From here, the analysis will proceed from QC, aligning, counting, and differential gene expression.

Congratulations! You’ve analyzed the ExampleData in the cloud!

Transferring files to and from Amazon EC2 computers

Mac/Linux users:

You can use a command line tool called “scp”

An example usage to transfer the file “YourFile.txt” to your home (~) directory on an Amazon EC2 computer from your Desktop:

scp -i ~/Desktop/SPARTA-example.pem ~/Desktop/YourFile.txt ubuntu@ec2-...-.compute-1.amazonaws.com:~

An example usage to transfer the file “YourFile.txt” from your home (~) directory on an Amazon EC2 computer to your Desktop:

scp -i ~/Desktop/SPARTA-example.pem ubuntu@ec2-...-.compute-1.amazonaws.com:~ ~/Desktop/YourFile.txt

If you would like to transfer an entire folder/directory, add the “-r” option. Thus, to transfer YourFolder from your Desktop to the home (~) directory on an Amazon EC2 computer:

scp -i ~/Desktop/SPARTA-example.pem -r ~/Desktop/YourFolder ubuntu@ec2-...-.compute-1.amazonaws.com:~

Windows users:

You can use a client called WinSCP. Click on the “Installation package” under “Download WinSCP” to initiate the download.

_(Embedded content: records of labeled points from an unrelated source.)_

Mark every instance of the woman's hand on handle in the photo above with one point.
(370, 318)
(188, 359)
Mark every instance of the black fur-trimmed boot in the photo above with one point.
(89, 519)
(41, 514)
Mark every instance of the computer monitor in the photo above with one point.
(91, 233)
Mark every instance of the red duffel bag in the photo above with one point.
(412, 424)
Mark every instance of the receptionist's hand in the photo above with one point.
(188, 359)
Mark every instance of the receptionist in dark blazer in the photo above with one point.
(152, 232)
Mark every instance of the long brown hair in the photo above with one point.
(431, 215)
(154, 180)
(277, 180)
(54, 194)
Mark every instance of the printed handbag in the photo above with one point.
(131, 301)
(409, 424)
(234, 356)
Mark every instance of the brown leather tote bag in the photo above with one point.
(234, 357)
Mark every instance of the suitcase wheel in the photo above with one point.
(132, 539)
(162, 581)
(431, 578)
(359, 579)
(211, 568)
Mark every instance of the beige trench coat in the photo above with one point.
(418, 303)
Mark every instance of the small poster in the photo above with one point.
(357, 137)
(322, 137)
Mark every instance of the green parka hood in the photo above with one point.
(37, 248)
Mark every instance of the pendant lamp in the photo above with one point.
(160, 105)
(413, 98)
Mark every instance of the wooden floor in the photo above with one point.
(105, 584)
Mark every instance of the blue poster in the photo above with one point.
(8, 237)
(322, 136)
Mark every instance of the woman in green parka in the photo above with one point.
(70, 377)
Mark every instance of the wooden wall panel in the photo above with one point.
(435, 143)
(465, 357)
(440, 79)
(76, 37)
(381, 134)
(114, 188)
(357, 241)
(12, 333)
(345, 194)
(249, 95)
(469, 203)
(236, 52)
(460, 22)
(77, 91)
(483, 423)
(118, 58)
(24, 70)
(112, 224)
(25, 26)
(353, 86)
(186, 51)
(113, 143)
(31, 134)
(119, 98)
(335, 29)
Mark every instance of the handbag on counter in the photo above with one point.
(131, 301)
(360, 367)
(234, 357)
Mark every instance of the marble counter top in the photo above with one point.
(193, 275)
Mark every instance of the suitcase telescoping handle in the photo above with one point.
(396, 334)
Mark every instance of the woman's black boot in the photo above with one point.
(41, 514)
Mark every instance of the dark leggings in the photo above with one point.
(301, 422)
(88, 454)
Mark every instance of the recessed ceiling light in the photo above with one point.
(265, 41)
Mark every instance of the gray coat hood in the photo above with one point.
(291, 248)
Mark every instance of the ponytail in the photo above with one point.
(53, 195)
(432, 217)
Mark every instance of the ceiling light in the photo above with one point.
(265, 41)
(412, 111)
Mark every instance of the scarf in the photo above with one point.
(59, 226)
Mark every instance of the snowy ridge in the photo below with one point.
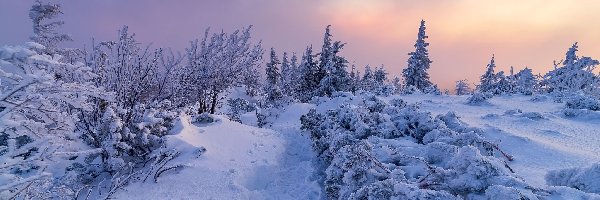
(240, 162)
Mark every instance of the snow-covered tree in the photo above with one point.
(309, 76)
(37, 132)
(272, 91)
(415, 74)
(462, 87)
(397, 84)
(354, 80)
(215, 64)
(45, 29)
(287, 72)
(335, 77)
(488, 80)
(368, 80)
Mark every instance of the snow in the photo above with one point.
(538, 145)
(240, 162)
(275, 162)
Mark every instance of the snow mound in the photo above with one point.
(584, 179)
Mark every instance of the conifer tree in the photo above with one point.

Follow the installer and just use the default settings.

Once the client is open:

  • Host name - Your Public DNS to your EC2 machine
  • User name - ubuntu
  • Advanced -> SSH -> Authentication -> Private key file (click on the ”...” button) -> select the PuTTYgen (.ppk) file generated earlier in the tutorial

Click “Login” to connect.

Now, you can transfer files, to and from your local machine and the EC2 machine!